About me
Liumeng Xue is a Postdoctoral Researcher at Hong Kong University of Science and Technology, working with Prof.Yike Guo and Prof.Wei Xue. Now, I’m working on audio, music, and speech generation and understanding. Before that, I performed postdoctoral research at The Chinese University of Hong Kong, Shenzhen (CUHK-SZ), working with Prof.Haizhou Li and Prof.Zhizheng Wu. I was a co-founder of Amphion, an open-source platform for Audio, Music, and Speech Generation. I received Ph.D. degree from the Audio, Speech and Language Processing Laboratory at Northwestern Polytechnical University (ASLP@NWPU), supervised by Prof.Lei Xie. During my studies, I performed research at JD AI Lab (2018-2019), Tencent AI Lab (2021-2022) and Microsoft (2019-2020, 2021-2022). My research interests include audio, speech and language processing, audio, music, and speech generation.
News
- 🎉 Aug 30, 2024: Amphion: An Open-Source Audio, Music and Speech Generation Toolkit is accepted by IEEE SLT 2024.

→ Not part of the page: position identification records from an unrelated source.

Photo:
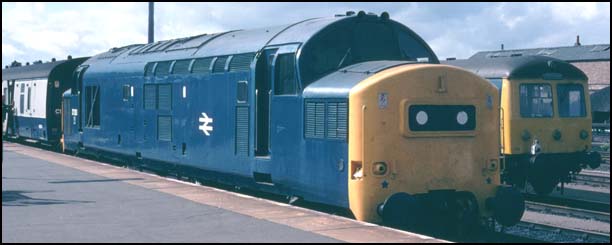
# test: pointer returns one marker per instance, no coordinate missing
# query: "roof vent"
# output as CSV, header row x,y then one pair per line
x,y
384,16
577,41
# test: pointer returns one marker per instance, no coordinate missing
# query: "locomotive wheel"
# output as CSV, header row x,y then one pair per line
x,y
401,210
544,186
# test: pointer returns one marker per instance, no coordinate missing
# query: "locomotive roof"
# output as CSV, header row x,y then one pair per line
x,y
339,83
231,42
41,70
519,67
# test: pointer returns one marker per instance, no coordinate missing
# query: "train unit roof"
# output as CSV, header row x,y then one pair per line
x,y
520,67
39,70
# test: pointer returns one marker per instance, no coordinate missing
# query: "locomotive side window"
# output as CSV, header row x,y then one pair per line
x,y
536,100
92,106
219,64
285,78
571,100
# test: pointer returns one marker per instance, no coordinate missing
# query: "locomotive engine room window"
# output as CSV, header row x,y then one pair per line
x,y
150,97
29,98
149,69
285,78
181,67
201,65
92,106
536,100
21,98
242,93
571,100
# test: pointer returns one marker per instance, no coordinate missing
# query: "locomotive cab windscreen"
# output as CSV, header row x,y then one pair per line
x,y
349,42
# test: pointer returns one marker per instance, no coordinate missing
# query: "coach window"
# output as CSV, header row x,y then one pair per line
x,y
536,100
285,79
126,92
29,98
571,100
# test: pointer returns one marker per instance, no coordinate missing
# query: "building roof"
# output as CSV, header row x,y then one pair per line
x,y
518,67
595,52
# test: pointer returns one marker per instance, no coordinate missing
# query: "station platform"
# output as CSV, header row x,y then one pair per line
x,y
52,197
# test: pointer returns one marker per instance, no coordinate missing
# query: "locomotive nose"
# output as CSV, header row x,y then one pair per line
x,y
508,205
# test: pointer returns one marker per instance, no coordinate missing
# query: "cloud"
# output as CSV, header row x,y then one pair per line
x,y
33,31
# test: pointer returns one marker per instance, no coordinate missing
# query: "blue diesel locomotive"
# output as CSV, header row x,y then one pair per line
x,y
353,111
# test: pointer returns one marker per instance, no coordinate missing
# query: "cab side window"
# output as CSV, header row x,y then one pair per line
x,y
285,81
571,100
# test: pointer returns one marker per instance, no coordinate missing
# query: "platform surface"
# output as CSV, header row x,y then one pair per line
x,y
51,197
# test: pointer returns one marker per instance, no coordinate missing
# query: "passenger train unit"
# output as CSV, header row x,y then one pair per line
x,y
546,118
353,111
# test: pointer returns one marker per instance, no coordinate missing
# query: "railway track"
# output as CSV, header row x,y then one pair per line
x,y
569,203
549,233
567,211
593,178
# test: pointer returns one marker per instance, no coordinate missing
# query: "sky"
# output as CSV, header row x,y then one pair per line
x,y
41,31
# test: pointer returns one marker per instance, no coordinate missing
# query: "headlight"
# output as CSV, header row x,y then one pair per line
x,y
525,135
584,134
422,117
462,117
380,168
557,135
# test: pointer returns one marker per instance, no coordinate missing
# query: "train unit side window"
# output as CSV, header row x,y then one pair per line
x,y
181,67
92,106
285,77
536,100
571,100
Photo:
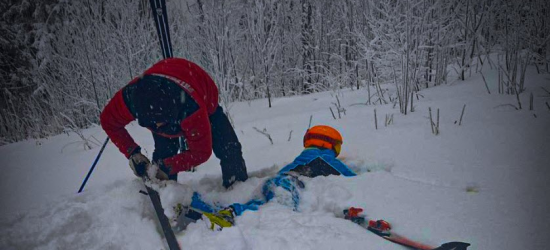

- 🎉 Aug 30, 2024: Leveraging Diverse Semantic-based Audio Pretrained Models for Singing Voice Conversion is accepted by IEEE SLT 2024.
- 🎉 Aug 20, 2024: The ISCSLP 2024 Conversational Voice Clone (CoVoC) Challenge: Tasks, Results and Findings is accepted by ISCSLP 2024.
- 🎉 Aug 20, 2024: SingVisio is accepted by Computers & Graphics.
- 🎉 Jun 13, 2024: Multi-Level Temporal-Channel Speaker Retrieval for Zero-Shot Voice Conversion is accepted and published by TASLP.
- 🎉 Jun 4, 2024: WenetSpeech4TTS, Single-Codec, TACA-Audiobook are accepted by INTERSPEECH2024.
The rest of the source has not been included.